The loin comes from the rear of the animal, past the rib, before the leg. From the loin comes flank steak, T-Bone steak, Porterhouse Steak, Filet, Tri-tip Roast (or steaks), bone-in sirloin steak, sirloin roast, and sirloin steaks. What follows is the break down…

 

Loin

This is the whole loin, “flap” removed. Sirloin end (connects to leg) right, rib end left.

 

Beefy!

Sirloin End

 

Beefy!

Rib End

 

Beefy!

Loin split from sirloin. Sirloin to the right, loin to the left. Loin

 

Filet removed from the sirloin

 

Sirloin with filet removed. At this point, the bone is still in the meat.

 

Sirloin bone removed. Only in special cases will the sirloin bone be left in; special requests for bone-in sirloins, or, “long bone” sirloins.

 

Sirloin to the right, tri-tip to the left.

 

Boneless top sirloin steak.

 

Top sirloin steaks and filet, ready for the case.

 

Damn fine filet

 

The opposite side of the sirloin, the tri-tip.

 

The tri-tip. Some call this a “California cut.” It’s often used in chili competitions; great for braising, but can also be used as steaks.
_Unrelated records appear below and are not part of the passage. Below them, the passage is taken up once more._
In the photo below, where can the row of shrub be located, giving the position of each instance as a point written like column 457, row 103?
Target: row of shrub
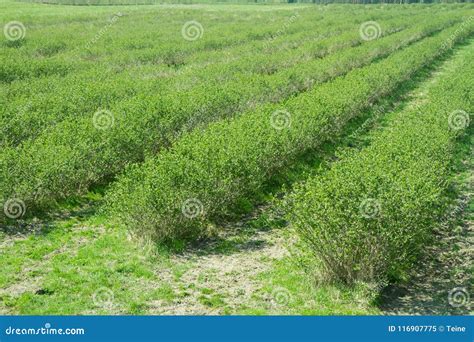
column 68, row 44
column 370, row 215
column 206, row 172
column 72, row 155
column 48, row 101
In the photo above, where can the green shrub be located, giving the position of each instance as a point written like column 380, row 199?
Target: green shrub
column 368, row 218
column 232, row 158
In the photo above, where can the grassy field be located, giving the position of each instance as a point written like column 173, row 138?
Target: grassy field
column 236, row 159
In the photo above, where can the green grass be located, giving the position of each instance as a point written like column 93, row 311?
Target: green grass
column 75, row 258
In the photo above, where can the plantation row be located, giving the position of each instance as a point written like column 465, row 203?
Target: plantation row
column 48, row 101
column 160, row 42
column 69, row 157
column 206, row 172
column 370, row 216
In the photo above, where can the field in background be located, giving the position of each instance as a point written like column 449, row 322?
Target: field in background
column 174, row 159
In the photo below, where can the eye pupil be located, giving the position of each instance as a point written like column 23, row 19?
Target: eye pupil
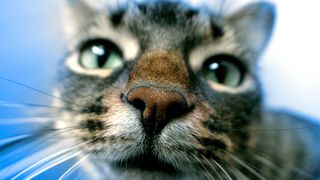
column 100, row 54
column 223, row 69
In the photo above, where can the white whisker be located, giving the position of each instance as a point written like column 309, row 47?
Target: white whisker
column 224, row 171
column 254, row 172
column 73, row 168
column 13, row 139
column 213, row 168
column 207, row 173
column 54, row 163
column 25, row 162
column 16, row 121
column 47, row 158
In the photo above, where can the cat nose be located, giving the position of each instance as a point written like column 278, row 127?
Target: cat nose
column 157, row 107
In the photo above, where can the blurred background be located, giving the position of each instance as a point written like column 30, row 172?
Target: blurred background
column 32, row 42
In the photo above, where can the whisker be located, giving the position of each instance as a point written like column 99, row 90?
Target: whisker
column 54, row 163
column 73, row 168
column 223, row 170
column 20, row 163
column 239, row 174
column 207, row 173
column 54, row 155
column 213, row 168
column 14, row 139
column 26, row 105
column 36, row 90
column 14, row 121
column 243, row 164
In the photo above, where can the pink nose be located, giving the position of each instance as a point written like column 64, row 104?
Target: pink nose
column 157, row 107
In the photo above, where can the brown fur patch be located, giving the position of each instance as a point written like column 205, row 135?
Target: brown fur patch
column 160, row 68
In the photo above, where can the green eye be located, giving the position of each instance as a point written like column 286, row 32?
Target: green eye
column 223, row 69
column 100, row 54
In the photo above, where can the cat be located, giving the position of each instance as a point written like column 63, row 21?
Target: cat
column 166, row 90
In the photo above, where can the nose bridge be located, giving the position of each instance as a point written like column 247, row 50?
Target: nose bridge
column 158, row 86
column 160, row 68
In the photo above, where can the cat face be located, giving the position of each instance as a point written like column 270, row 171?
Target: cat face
column 163, row 87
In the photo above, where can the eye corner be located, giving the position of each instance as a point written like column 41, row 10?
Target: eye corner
column 100, row 54
column 224, row 70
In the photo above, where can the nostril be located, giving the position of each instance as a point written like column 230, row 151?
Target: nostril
column 138, row 103
column 176, row 109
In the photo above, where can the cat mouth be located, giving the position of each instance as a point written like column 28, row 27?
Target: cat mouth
column 146, row 162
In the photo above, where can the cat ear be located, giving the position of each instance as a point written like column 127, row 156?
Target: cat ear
column 77, row 13
column 253, row 25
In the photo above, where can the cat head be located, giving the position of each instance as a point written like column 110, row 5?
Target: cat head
column 162, row 86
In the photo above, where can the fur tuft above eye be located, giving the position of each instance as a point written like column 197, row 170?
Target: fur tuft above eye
column 223, row 69
column 100, row 54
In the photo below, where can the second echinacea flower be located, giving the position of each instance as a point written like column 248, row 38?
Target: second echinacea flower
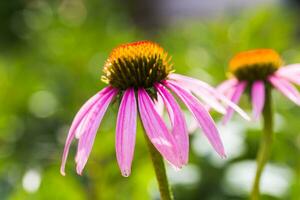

We feature the steaks in our CSAs at Bluescreek.

 

Netted and ready for the case, I left the tri-tip as a whole roast. Had it been warmer outside, I would have cut it into steaks.

 

This is the “flap” of the loin. This houses the flank steak.

 

The flank, removed from the flap.

 

That completes the loin, except for T-bones and porterhouses, which are relatively self explanatory.

We happened to break down a lamb at the same time as this loin…

 

To the left: lamb. To the right: beef. Both are the sirloins.